Como a memória, para muitos, está pela hora da morte, deixo aqui, nestas palavras que vos escrevo, uma simples, mas em meu entender merecida homenagem ao repórter da Renascença (RR) que muito ajudou (outros houve) a dar expressão ao Festival Nacional de Gastronomia (FNG) de Santarém que acompanhou durante largos anos.

Despertávamos a ouvi-lo, manhã bem cedo, a partir da Casa do Campino, para as primeiras intervenções do dia enquanto repórter residente no Festival.

Um repórter radiofónico que deixa saudades e uma marca muito própria. Atento, perspicaz, conhecedor das tradições locais, era um comunicador nato, em Santarém ou nas ruas de Lisboa onde assinava os seus famosos “bilhetes postais sonoros” (como Sala os designava) percorrendo avenidas e ruelas ao encontro das pessoas da cidade.

Fez milhares de quilómetros pelo país, que conhecia como as palmas das suas mãos, a promover as suas mais ancestrais tradições.

Carneiro Gomes viveu num tempo onde a informação não estava tão disponível como agora.

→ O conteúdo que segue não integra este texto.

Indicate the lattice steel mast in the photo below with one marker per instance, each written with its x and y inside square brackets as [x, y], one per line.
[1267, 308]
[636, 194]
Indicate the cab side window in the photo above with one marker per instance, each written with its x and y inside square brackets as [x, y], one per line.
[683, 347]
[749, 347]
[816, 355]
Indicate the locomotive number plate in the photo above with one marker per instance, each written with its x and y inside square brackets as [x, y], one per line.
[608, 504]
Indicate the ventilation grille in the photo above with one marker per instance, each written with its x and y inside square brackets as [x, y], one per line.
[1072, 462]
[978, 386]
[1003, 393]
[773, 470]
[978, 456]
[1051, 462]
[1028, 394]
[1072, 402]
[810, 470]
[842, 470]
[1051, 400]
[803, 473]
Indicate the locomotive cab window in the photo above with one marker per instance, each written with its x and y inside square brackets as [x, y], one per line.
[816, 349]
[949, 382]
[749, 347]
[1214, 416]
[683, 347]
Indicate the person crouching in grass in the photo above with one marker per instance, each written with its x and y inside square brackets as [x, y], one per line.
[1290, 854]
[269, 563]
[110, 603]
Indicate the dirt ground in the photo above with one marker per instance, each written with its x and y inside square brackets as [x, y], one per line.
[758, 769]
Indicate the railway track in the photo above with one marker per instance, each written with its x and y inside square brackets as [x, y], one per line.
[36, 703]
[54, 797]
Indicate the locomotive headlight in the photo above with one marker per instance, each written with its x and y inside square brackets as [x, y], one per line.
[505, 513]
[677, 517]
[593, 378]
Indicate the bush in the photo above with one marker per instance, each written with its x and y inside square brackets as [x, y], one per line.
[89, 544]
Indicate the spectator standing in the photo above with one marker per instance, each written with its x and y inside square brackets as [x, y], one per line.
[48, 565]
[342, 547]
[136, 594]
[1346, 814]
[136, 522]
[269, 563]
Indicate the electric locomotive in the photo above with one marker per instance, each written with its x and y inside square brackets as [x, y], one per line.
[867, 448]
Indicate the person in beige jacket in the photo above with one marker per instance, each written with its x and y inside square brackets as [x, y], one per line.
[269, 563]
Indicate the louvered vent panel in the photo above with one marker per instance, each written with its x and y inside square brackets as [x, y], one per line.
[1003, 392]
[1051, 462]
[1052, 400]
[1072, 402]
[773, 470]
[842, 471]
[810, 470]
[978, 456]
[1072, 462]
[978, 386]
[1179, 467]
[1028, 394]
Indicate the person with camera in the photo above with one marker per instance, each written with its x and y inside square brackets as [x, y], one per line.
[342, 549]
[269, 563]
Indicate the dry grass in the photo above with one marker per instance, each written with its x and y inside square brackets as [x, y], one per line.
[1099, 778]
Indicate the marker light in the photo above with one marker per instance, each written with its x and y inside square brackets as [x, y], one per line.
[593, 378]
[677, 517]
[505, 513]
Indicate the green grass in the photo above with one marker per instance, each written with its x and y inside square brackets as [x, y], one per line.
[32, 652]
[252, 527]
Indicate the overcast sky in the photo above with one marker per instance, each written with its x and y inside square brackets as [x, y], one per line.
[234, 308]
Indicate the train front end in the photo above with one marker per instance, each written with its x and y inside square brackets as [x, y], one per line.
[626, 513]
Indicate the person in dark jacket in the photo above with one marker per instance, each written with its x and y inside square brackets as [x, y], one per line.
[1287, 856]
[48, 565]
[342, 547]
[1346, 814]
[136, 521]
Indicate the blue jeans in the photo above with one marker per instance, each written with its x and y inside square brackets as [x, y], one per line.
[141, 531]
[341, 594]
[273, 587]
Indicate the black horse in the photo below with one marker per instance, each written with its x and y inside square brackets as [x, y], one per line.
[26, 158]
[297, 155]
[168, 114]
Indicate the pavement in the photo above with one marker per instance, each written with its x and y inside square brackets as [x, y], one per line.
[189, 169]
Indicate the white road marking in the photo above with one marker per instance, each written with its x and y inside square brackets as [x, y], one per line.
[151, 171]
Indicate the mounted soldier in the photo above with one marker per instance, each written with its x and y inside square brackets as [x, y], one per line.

Ainda sem redes sociais que nos dão as estórias de bandeja, era o repórter que as tinha de descobrir e ir ao seu encontro, obrigando-o a percorrer o país de uma ponta à outra.

Era o que dizia, mas muitas vezes mais como o dizia que o fez ganhar notoriedade e, volto ao princípio deste texto, ainda sem os influenciadores dos nossos dias, “vendeu” bem o FNG ao seu vasto auditório e foi responsável pela vinda a Santarém de milhares de pessoas que chegavam para constatar no local o que acabavam de ouvir pela rádio, enfeitiçados pelo saber dizer de Carneiro Gomes.

Trabalhei a seu lado em muitos Festivais e guardo para mim dezenas de estórias que não cabem nesta simples coluna de homenagem, mas cabem na memória que ainda consigo ter de pessoas que merecem o nosso respeito e que estiveram em Santarém para ajudar a engradecer projectos que chegaram a eventos nacionais muito devido ao trabalho e empenho de repórteres como o que agora se despediu de todos nós, pelo menos daqueles que reconhecem a qualidade do seu trabalho.

Se não houver mais nenhum imprevisto vou tentar abordar o Mundial já a saber o resultado do França – Argentina da final que a FIFA quis, desde que começou a rolar a bola. Se estiver errado, as minhas desculpas aos espanhóis, aos ingleses e a quem me lê, semanalmente, nesta breve e despretensiosa coluna.